Fichte Lintfort: Aus dem Flieger, auf den Platz
02.06.2010 | 14:27 Uhr 2010-06-02T14:27:00+0200
Zu feiern hatten die sechs Spieler vom Fußball-Landesligisten Fichte Lintfort eigentlich nichts. Dennoch ging’s auf, nach Mallorce.
In der Saison auf den Relegationsplatz abgerutscht, brach das Fichte-Sextett – wie lange vorher geplant – fast unmittelbar nach dem letzten Saisonspiel am Sonntag bei Hamborn 07 (1:1) Richtung Mallorca auf.
Gestern, 10.32 Uhr, landeten Torwart Adrian Fertykowski, das Abwehr-Duo Matthias Fröhlich und Dennis Adams sowie das Mittelfeld-Trio Florian Ortstadt, Daniel Zvar und Fichte-Kapitän Albert Mehmeti wieder in der Heimat.

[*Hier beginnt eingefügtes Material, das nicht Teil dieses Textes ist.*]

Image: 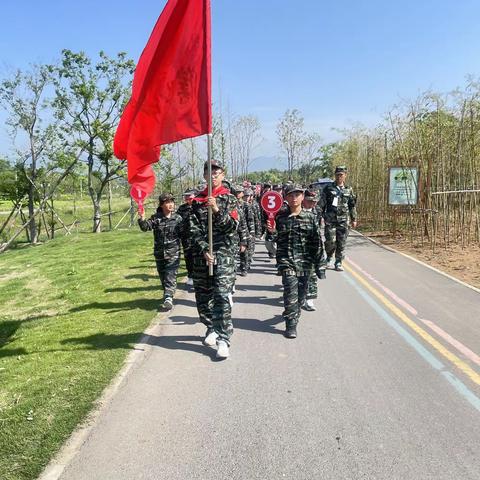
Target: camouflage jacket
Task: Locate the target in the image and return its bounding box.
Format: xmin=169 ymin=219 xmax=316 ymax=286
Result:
xmin=322 ymin=182 xmax=357 ymax=224
xmin=177 ymin=203 xmax=192 ymax=249
xmin=240 ymin=201 xmax=255 ymax=237
xmin=234 ymin=208 xmax=249 ymax=247
xmin=251 ymin=200 xmax=263 ymax=237
xmin=138 ymin=209 xmax=183 ymax=259
xmin=275 ymin=207 xmax=323 ymax=276
xmin=188 ymin=189 xmax=239 ymax=258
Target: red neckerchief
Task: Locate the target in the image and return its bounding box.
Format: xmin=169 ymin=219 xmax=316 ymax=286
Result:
xmin=193 ymin=185 xmax=230 ymax=203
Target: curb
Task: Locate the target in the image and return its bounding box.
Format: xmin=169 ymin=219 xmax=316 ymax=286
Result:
xmin=37 ymin=282 xmax=191 ymax=480
xmin=353 ymin=230 xmax=480 ymax=293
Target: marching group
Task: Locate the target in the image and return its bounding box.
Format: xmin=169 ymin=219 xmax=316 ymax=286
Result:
xmin=138 ymin=160 xmax=357 ymax=359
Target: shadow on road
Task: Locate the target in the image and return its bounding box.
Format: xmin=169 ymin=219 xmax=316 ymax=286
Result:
xmin=69 ymin=298 xmax=159 ymax=313
xmin=232 ymin=315 xmax=284 ymax=335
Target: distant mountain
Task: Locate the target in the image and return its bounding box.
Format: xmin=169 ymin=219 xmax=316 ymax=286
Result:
xmin=249 ymin=155 xmax=287 ymax=172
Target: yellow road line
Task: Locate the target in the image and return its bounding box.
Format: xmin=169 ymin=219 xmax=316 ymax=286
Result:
xmin=344 ymin=263 xmax=480 ymax=385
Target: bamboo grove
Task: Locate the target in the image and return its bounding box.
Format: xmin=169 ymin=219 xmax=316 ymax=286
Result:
xmin=334 ymin=80 xmax=480 ymax=250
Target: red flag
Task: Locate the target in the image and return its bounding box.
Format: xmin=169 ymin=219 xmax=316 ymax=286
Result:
xmin=113 ymin=0 xmax=212 ymax=199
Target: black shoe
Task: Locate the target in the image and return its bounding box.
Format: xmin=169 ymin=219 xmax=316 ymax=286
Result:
xmin=285 ymin=326 xmax=297 ymax=338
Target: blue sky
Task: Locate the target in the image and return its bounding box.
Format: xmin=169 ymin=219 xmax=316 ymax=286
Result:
xmin=0 ymin=0 xmax=480 ymax=167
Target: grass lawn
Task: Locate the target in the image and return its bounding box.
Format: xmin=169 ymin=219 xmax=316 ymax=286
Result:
xmin=0 ymin=196 xmax=136 ymax=245
xmin=0 ymin=229 xmax=182 ymax=480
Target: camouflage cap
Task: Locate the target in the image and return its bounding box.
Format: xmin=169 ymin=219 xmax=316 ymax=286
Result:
xmin=285 ymin=183 xmax=305 ymax=195
xmin=203 ymin=160 xmax=225 ymax=172
xmin=183 ymin=188 xmax=197 ymax=197
xmin=305 ymin=190 xmax=318 ymax=202
xmin=158 ymin=193 xmax=175 ymax=205
xmin=230 ymin=184 xmax=243 ymax=195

Denn heute geht es „Sekt oder Selters“ – um den Verbleib in der Landes- oder den Abstieg in die Bezirksliga.
Mit Kapitän Albert
Mehmeti telefoniert
Um 15 Uhr muss Fichte Lintfort beim SV Uedesheim, Drittletzten der Landesliga-Gruppe 2, an der Platzanlage Norfer Weg 95 ran.
„Ich habe Dienstag noch mit Albert Mehmeti telefoniert“, macht Fichte-Coach Walter Verkooyen deutlich, dass er seine Jungens auch „auf Malle“ nicht aus den Augen gelassen hat. „Mein Kapitän hat mir versprochen, dass alles im grünen Bereich sei, sich die Spieler am Riemen reißen.“ Immerhin hat die Six-Pack-Delegation aus Lintfort für den Abstecher auf die Sonneninsel doch einige Auflagen des Trainers mit auf den Weg bekommen. „Konditionell sind die Jungens aber gut drauf“, ist Verkooyen sicher.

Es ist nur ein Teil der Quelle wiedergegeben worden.